2. Introduction to R:
1. Create an RStudio project;
2. Install packages from major repositories, namely CRAN and Bioconductor;
3. Identify 4 types of data structures available in R: Vectors, Matrices, Data frames, and Lists;
4. Recognize the 4 main vector data types: Logical (TRUE or FALSE), Numeric (e.g. 1,2,3…), Character (e.g. “Universidade”, “do”, “Algarve”), and Complex (e.g. 3+2i);
5. Obtain help regarding R functions (using ? or help);
6. Create vectors;
7. Assign results to named variables using the assignment operators <- and = ;
8. Convert between data types;
9. Understand vectorized arithmetics, i.e. operations between vectors are applied element-wise;
10. Understand vector recycling, i.e. if an operation is conducted between vectors of different length, the elements from the shorter vector are reused from the beginning;
11. Construct code iterations using for loops;
12. Construct conditional statements (if statements);
13. Load a dataset in R;
14. Inspect the data loaded;
15. Obtain information about the dimensions of the dataset, such as the number of rows and number of columns;
16. Subset a dataset based on row/column number (with []), or based on column name (with $);
17. Obtain summary statistics on the dataset (mean, maximum, minimum, quartiles, standard deviation, and variance);
18. Graphically explore the data with boxplots and histograms;
19. Export results to a file (data analyses and figures);
20. Save the workspace with all analysis’ results in a .Rdata file;
21. Understand hypothesis testing: interpreting the p-value.

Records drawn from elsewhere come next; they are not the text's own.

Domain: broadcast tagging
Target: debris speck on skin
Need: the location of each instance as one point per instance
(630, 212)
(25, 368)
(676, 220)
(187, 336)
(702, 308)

Mini-project: Exploratory data analysis using R
1. Inspect and assess the structure and quality of a dataset;
2. Perform structured exploratory data analysis using appropriate visualisations;
3. Interpret distributions, group differences, and correlations in biological terms;
4. Recognise multivariate patterns and potential confounding effects;
5. Translate exploratory findings into hypotheses for downstream modelling.

Bibliography

Online resources and Bibliography (for future learning)
- Websites
  - R Project (The developers of R.)
  - Quick-R (Roadmap and R code to quickly use R.)
  - R-bloggers (Great resource for posts related to alternative ways to do the same thing in R.)
  - Bioconductor workflows (R code for pipelines of genomic analyses.)
- Free Online Books
  - R for Data Science (Hadley Wickham, Mine Cetinkaya-Rundel & Garrett Grolemund. A great book for structured learning of R for data science, starting from simple concepts and building up step by step.)
  - Modern Statistics for Modern Biology (Wolfgang Huber and Susan P. Holmes. Great book to learn Biostatistics using R.)
  - Introduction to Data Science: Data Wrangling and Visualization with R (Rafael A. Irizarry. High-quality R code, with clear and rigorous explanations, demonstrating how to format data and visualise it using ggplot2.)
  - Introduction to Data Science: Statistics and Prediction Algorithms Through Case Studies (Rafael A. Irizarry. Hands-on tutorials focused on learning how to use R for data analysis using carefully chosen case studies, where data analysis brings information to light.)
  - Cookbook for R (Winston Chang. Well-structured R scripts (practical “recipes”) for common programming tasks.)